Last week, my trust was broken in a rather big way by someone I had considered a friend. I was the angriest I remember feeling in a long, long time. When I first received the news, I was shaking with bitter rage, and started naming all the things I had done for them, all the ways in which I didn't deserve this. For the first time since probably high school, I actively wanted to go tell someone off, with much swearing and vicious attacks. That lasted about 24 hours before I was able to calm myself down to a point of simmering anger.
But then I took a moment to examine myself: who is this girl? Is there anything less attractive than a shrill, angry woman bent on convincing someone else how wrong they are? I didn't like what I was seeing, and if I was going to change it I had to admit to myself that it didn't start with the dropping of that bad news. That was the last straw, sure (and a rather unexpected one for me), but what was the first straw? Why hadn't I stopped it there?

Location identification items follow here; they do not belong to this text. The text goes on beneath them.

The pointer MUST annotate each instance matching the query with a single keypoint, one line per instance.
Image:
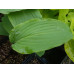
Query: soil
(34, 61)
(55, 55)
(8, 55)
(67, 60)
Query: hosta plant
(34, 30)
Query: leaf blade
(39, 35)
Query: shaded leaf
(2, 30)
(69, 48)
(40, 53)
(6, 24)
(22, 16)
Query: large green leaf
(46, 13)
(7, 11)
(2, 30)
(69, 48)
(22, 16)
(6, 24)
(38, 35)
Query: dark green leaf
(6, 24)
(40, 53)
(2, 30)
(69, 48)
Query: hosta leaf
(22, 16)
(7, 11)
(72, 27)
(46, 13)
(69, 48)
(2, 30)
(63, 15)
(6, 24)
(38, 35)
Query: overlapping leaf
(69, 48)
(38, 35)
(7, 11)
(6, 24)
(22, 16)
(2, 30)
(63, 15)
(46, 13)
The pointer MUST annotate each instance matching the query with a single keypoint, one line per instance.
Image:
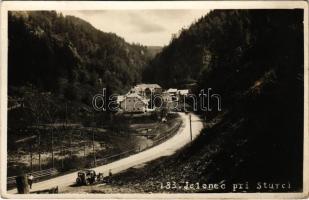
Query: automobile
(87, 177)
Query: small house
(134, 103)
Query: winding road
(169, 147)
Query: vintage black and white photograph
(155, 101)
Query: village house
(133, 103)
(183, 93)
(173, 93)
(145, 90)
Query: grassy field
(75, 146)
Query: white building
(134, 103)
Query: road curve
(181, 138)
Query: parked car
(87, 177)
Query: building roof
(134, 95)
(172, 90)
(183, 92)
(144, 85)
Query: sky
(146, 27)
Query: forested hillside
(69, 57)
(255, 60)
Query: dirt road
(166, 148)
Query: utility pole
(190, 127)
(94, 159)
(30, 148)
(40, 151)
(53, 147)
(70, 144)
(62, 152)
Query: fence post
(22, 184)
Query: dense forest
(255, 60)
(69, 57)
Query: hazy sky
(147, 27)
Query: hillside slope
(254, 60)
(68, 56)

For more than a year, I have been increasingly critical, impatient, selfish, crude (I've noticed myself swearing more and more casually), and easily irritated and angered. There have been many reasons (none of them good ones, of course), but under these circumstances "reasons" have just been excuses masquerading under a less unpleasant appellation.
We have been exhorted to "Love your enemies, bless them that curse you, do good to them who hate you and pray for those which despitefully use you and persecute you." If every man, woman and child who claims to be a disciple of He who spoke these words would heed them, this world would be a wholly different place. In 24 hours, I had gone from seeing someone as a friend to seeing them as an enemy. That was rather unChristlike all by itself, but the way I wanted to behave toward my new enemy was much, much more unChristlike. I remembered myself and remembered what I should feel: compassion. I thought about all the things I have in my life that this friend has not been blessed with. I thought about all the circumstances and vicissitudes in life that had led this individual to think perhaps this course of action was warranted or necessary.

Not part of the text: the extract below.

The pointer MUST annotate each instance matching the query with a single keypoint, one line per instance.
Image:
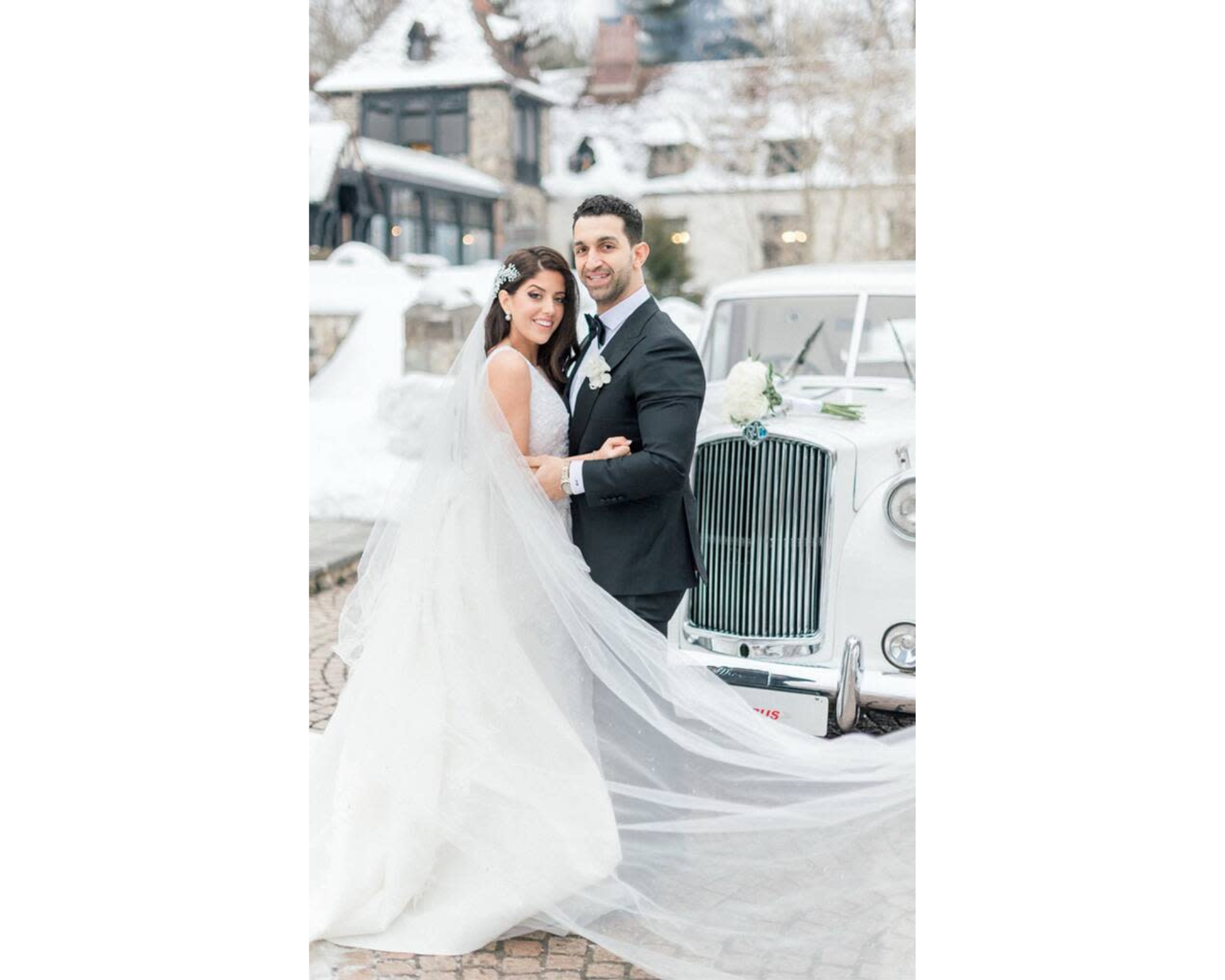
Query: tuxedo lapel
(617, 350)
(574, 368)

The situation is far from resolved and my frustration is not completely gone--I still feel that the action taken against my family was unfair and unjust, but I'm not angry any more. Sad, disappointed, and a little stressed, but not angry. I had not stopped to consider the affect my angry actions could have on one individual, let alone the repercussions they could cause to others connected. Part of the problem is that there are family cycles and patterns that need to be broken--children involved who need to be modeled a better way of choosing, of behaving. Doug went to talk to a friend about it, who asked the right question: If this means setting a better example for the "collateral damage" folks involved, if it means helping to stop a destructive cycle and possibly help salvage a child's future, are you willing to take those stripes, rather than fight them? Well, if we claim to be Christians, how can we possibly say "no"?

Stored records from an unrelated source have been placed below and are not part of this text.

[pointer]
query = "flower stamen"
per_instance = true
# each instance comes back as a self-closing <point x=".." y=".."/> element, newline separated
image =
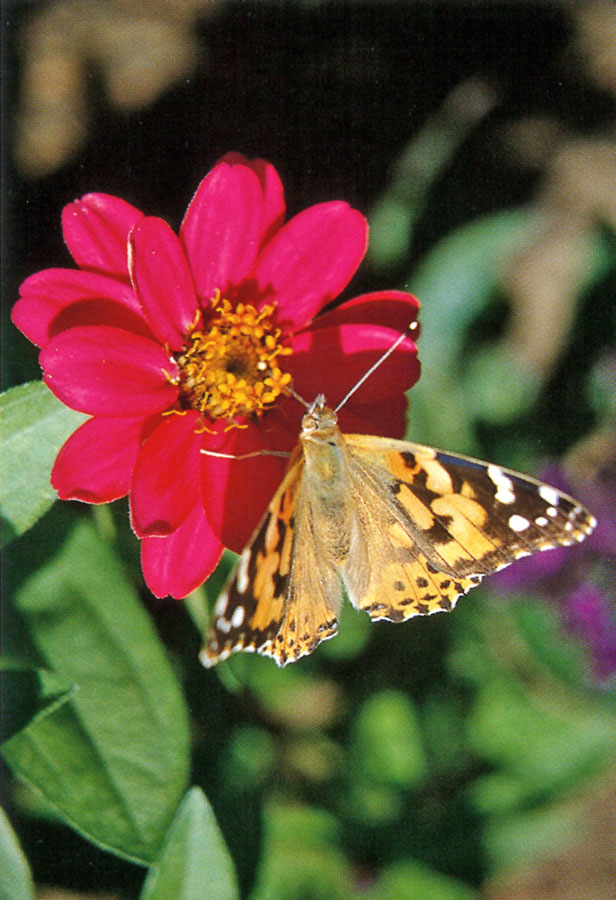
<point x="231" y="370"/>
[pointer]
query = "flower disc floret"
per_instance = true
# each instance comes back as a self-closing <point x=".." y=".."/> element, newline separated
<point x="230" y="370"/>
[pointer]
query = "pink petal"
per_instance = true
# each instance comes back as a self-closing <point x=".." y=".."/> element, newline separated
<point x="223" y="228"/>
<point x="236" y="492"/>
<point x="311" y="259"/>
<point x="162" y="279"/>
<point x="386" y="418"/>
<point x="106" y="371"/>
<point x="178" y="563"/>
<point x="96" y="462"/>
<point x="273" y="192"/>
<point x="166" y="478"/>
<point x="96" y="230"/>
<point x="347" y="353"/>
<point x="392" y="309"/>
<point x="57" y="299"/>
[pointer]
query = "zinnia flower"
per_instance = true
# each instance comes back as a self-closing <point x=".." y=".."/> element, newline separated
<point x="579" y="580"/>
<point x="177" y="344"/>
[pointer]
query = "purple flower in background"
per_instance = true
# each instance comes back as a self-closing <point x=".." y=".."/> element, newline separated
<point x="589" y="614"/>
<point x="580" y="580"/>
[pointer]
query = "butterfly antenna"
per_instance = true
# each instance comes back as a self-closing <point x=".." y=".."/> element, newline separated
<point x="372" y="368"/>
<point x="297" y="397"/>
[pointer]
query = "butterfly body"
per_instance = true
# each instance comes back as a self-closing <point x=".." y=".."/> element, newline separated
<point x="405" y="528"/>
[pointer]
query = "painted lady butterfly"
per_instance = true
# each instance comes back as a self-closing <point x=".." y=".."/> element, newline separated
<point x="405" y="528"/>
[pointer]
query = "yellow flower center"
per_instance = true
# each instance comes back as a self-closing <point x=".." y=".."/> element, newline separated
<point x="231" y="369"/>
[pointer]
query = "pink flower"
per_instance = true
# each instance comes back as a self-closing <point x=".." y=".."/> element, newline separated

That should've been the first thing that occurred to me, not the last. I don't expect perfection of myself, I don't expect to never be angry when someone crosses me (or more importantly, my family). But I have always been someone who was slow to anger and quick to cool, rather than the other way around. It has been said that trials do no determine our character, they reveal it. That has been a reassuring thing to me in the past. Last week, I didn't like what I saw revealed about myself, and consequently I am more determined to fix it. Am I going to be the girl who spends a whole day plotting vicious things to say before I managed to get my temper in check? Or am I going to be that girl that every "loser" (as their peers unfairly deemed them) or "lost puppy" (as my grandmother called them) would seek out because they knew they could expect kindness and a listening ear from me? I'm afraid that too much of me too often has leaned toward the former lately and I have every intention of finding the sweet and soft-spoken girl I once knew and loved as myself.
These are not the kinds of things I usually share (and, as I'm sure you've noticed, the details are scarce and will remain so), but I share them for very specific reason. First, to apologize. If you have been on the receiving end of my blunt criticism (whether present or not), I am very sorry. If you have had to listen to negative rants or complaining from me, I express my regret. If I have been unduly impatient with you or irritated by things that are really quite insignificant, you have permission to flog me. Second, I expect each and every one of you to hold me accountable. If you hear me criticizing someone, even if perhaps you agree with me, please remind me to check myself. If I am being negative, point it out (and ignore my childish resentment of the fact that you're right). I know who I want to be, but I may need a little help getting there.
1 comment:
Becky, can I just say that this post is so relevent to me too right now? Only I have been so childish that my attitude has been unlike me for the better part of over two years, for different reasons. It is funny that you write this, and I just two days ago was thinking about how I finally feel like I am coming out of my funk. The world is so much happier when you realize what you have been doing to yourself and let go. That isn't to say I haven't had some wonderful and enjoyable memories in that time, but I feel like crying when I realize that I was wound up and probably could have found that much more joy and bliss when I had reason to. It is a matter of faith for me, always. Now that I have decided to leave it all up to my Heavenly Father, freely- so internal struggle, I know I will be so much happier. Am I rambling??? Probably. But I feel like you have been through something similar and understand. Okay, now that I blogged on your blog, I should go and write this on my own blog :)
Call me whenever you are feeling down, or just need to talk with someone. OR if you want to get together and swim, play, etcetc.